We are in our 50s, have always been fiscally responsible and want to do the right thing. Foreclosure is not an option for us because of what it would do to our credit. We feel the bank has acted very irresponsibly and this loss-share agreement is working against the taxpayer and for the bank. The bank has no incentive to work with us.

Do you have any suggestions, and do we have any recourse for complaints?

A. We read your letter and felt sick. It reminds us of a story that was circulating a year or two ago that showed that buyers of banks that went under were raking in millions by taking over those failed banks.

They weren't making this money as a result of their wise lending or better skills in making loans, but in large part from guarantees made by the U.S. government to the banks taking over the failed lenders. The worse a loan performed, the more money the bank made.

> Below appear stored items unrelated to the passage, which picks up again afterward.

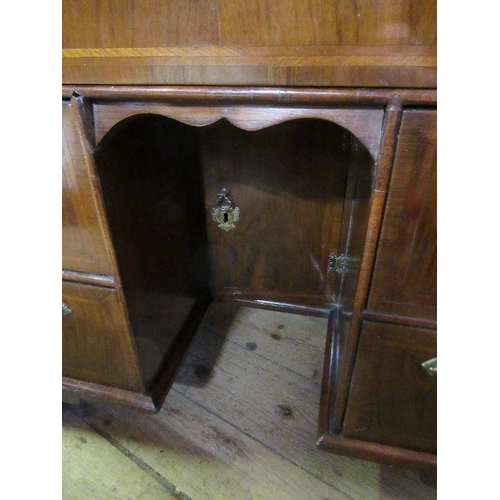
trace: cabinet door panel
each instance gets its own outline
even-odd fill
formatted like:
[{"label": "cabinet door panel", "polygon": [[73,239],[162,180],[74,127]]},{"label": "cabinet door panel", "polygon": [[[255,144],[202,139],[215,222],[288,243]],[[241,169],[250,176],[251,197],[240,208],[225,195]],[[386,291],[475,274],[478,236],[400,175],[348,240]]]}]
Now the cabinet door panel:
[{"label": "cabinet door panel", "polygon": [[[349,161],[342,144],[350,136],[312,119],[253,132],[220,121],[200,136],[215,292],[324,307]],[[227,233],[210,212],[223,186],[241,210]]]},{"label": "cabinet door panel", "polygon": [[437,375],[421,364],[435,356],[435,331],[365,321],[343,435],[434,453]]},{"label": "cabinet door panel", "polygon": [[63,283],[63,304],[63,376],[140,390],[132,339],[116,291]]},{"label": "cabinet door panel", "polygon": [[112,274],[105,220],[93,185],[90,152],[85,150],[71,104],[63,102],[62,113],[63,268]]},{"label": "cabinet door panel", "polygon": [[403,114],[368,308],[436,319],[436,112]]}]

It didn't quite make sense to set up a situation that allowed banks to make billions of dollars with no risk, but it seems to follow directly with what you are saying.

In your situation, you could make the bank whole (or very nearly whole) by having the buyer put up most of the money owed on the loan while you put up the difference. Yet if the bank forecloses on you and gets half that amount from the sale, the bank might make out better.

How would that work? Well, if your bank purchased the loans on the books of the bank at, say, 70 cents on the dollar, and the government has a formula to guarantee the difference or a formula on the basis of the difference, your bank might make more money taking the loss than being made whole by you.

If your loan balance were $500,000 and you got the buyers to offer $400,000 plus $50,000 from you, the bank would get close to the amount it was owed. At that point, you'd think the bank would be ecstatic to get this lousy loan off its books. But the bank might get more money by foreclosing and having the government pay them the difference.

It's awful to think that the financial system actually works that way, but strange things have happened in the bank bailout.